REINERS, Peter W., University of Arizona, Geosciences, 1040 E. 4th St., Tucson, AZ 85721-0001

In many parts of the Colorado Plateau sandstone units stratigraphically bounded by relatively impermeable lithologies show distinctive top-down white to red/brown color gradients. Bleaching of early-diagenetic ferric-iron grain coatings in the upper parts of these units, likely by migration of buoyant reduced fluids, provides one plausible explanation for this common pattern. Such sections may be useful for understanding subsurface paleofluid-rock systems, but few systematic observations have been made bearing on the geochemical, mineralogic, or geochronologic characteristics of these sections. Here I describe new observations from bleached sandstone sections in Jurassic or Permian sandstones from Canyonlands and Sedona regions. Three geologically similar sections show broadly similar patterns, with upper intervals characterized by extensive quartz overgrowths, pyrite pseudomorphs, very low concentrations of most trace elements, and large fractional iron loss compared with lower unbleached intervals. Between the upper and lower intervals is a zone of abundant calcite cement and strong enrichments in most trace elements. In some sections, concentric or pipe-like concretions of dense iron-oxide cement are present between the upper and intermediate intervals.
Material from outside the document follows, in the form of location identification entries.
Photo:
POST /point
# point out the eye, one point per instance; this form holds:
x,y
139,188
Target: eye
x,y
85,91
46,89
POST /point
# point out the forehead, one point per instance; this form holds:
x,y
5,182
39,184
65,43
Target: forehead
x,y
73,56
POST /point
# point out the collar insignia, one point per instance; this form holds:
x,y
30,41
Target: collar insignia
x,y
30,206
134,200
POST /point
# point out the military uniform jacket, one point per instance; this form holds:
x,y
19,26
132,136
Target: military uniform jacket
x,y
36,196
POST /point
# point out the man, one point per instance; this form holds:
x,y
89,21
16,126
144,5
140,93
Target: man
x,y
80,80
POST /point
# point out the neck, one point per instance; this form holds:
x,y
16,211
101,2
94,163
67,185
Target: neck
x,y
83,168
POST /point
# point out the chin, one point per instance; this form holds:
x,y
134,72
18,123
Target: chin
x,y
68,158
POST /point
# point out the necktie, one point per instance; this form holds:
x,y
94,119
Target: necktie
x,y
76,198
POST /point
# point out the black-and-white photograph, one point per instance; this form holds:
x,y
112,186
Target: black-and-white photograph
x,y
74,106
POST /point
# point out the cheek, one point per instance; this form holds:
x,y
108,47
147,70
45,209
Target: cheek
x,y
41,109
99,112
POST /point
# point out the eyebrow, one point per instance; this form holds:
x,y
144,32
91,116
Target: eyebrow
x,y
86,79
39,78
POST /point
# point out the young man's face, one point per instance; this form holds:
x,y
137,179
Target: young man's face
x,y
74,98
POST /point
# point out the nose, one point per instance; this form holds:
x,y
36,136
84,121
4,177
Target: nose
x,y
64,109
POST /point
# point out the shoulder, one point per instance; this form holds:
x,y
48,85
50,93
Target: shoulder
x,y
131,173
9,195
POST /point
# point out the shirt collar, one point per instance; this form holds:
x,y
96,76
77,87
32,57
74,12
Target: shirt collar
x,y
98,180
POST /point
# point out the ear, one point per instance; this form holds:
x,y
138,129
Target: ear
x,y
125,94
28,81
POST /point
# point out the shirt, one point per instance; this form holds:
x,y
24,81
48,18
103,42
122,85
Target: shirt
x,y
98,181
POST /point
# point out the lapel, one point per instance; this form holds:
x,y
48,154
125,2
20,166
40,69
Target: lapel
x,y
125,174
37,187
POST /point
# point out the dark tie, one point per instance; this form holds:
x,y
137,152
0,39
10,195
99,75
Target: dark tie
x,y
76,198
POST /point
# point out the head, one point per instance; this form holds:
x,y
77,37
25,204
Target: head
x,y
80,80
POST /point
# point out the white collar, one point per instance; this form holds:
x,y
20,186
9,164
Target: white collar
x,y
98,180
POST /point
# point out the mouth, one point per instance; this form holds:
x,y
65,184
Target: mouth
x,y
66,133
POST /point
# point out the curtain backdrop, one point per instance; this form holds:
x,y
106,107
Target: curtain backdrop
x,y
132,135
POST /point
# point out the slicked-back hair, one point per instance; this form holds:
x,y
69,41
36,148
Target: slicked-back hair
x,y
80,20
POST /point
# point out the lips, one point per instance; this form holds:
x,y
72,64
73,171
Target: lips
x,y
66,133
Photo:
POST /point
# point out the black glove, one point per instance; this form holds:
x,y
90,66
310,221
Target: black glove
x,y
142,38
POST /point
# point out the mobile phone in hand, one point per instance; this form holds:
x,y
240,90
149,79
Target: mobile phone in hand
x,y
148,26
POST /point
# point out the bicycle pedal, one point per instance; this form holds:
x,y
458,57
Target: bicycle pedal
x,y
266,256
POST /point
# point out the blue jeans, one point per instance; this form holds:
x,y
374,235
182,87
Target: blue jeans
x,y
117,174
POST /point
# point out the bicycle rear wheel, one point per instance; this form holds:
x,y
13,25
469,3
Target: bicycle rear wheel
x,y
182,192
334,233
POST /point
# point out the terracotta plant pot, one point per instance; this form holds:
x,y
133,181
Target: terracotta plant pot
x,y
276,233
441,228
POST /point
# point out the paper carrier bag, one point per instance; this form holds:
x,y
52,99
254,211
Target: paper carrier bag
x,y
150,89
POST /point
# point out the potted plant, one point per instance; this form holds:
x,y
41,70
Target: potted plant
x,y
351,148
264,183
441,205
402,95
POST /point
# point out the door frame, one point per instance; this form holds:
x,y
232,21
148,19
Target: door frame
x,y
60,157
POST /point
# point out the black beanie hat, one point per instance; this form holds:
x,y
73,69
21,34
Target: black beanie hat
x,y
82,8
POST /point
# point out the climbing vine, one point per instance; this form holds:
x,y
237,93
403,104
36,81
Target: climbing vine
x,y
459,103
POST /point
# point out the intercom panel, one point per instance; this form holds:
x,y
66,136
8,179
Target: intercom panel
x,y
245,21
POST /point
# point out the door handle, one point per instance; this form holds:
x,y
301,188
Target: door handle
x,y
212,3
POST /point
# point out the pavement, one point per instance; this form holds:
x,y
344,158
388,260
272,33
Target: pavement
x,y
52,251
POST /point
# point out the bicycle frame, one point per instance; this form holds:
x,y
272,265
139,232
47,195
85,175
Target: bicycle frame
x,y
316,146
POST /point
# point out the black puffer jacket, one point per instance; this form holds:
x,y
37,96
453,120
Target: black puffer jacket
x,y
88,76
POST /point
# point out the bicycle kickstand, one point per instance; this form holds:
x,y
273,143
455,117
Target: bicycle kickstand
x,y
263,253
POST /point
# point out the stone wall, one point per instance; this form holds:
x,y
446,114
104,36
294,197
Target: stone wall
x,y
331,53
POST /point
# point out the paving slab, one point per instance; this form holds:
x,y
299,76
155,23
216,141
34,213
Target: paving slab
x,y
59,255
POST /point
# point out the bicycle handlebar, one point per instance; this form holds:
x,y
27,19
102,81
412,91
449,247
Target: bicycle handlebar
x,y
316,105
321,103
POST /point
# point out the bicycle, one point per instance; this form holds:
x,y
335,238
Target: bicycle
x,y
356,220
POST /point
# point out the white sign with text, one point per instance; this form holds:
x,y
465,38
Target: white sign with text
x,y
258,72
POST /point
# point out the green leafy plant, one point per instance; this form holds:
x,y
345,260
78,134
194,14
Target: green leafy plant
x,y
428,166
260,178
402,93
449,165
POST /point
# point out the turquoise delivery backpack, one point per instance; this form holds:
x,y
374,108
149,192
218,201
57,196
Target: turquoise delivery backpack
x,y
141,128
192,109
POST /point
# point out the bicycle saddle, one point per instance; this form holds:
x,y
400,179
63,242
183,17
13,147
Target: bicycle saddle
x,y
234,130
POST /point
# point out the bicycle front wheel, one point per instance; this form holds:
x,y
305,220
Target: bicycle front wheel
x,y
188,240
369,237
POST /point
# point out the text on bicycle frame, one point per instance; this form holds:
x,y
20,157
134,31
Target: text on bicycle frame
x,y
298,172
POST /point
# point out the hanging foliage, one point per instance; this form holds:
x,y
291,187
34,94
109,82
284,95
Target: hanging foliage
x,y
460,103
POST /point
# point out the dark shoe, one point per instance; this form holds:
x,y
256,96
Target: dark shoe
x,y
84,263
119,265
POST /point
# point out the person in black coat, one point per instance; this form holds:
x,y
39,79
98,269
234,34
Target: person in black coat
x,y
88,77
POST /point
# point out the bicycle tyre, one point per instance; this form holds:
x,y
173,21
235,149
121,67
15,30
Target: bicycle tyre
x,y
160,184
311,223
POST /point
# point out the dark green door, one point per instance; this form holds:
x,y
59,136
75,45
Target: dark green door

Taken together these observations are consistent with lateral migration of buoyant reducing fluids along the tops of permeable sandstone sections, and dissolution and mobilization of iron, with only a small fraction reprecipitating as pyrite. Accumulations of dense iron-oxide cement in upper sections may represent localized saturation zones, possibly associated with dense downwelling plumes transporting solutes to intermediate depths where they precipitated with calcite and clay-rich cement. An entirely different type of bleaching is also seen in the Navajo sandstone in at least one region where vertically oriented dense iron-oxide cemented pipes show evidence for reduced iron transport to an oxidizing boundary at the Jurassic paleosurface. In all cases, (U-Th)/He dates of iron-oxides in these sections record only minimum ages of iron mobilization and redeposition, as indicated by clear evidence for recrystallization of reduced precursors (sulfide or carbonate) and/or late-stage U-uptake.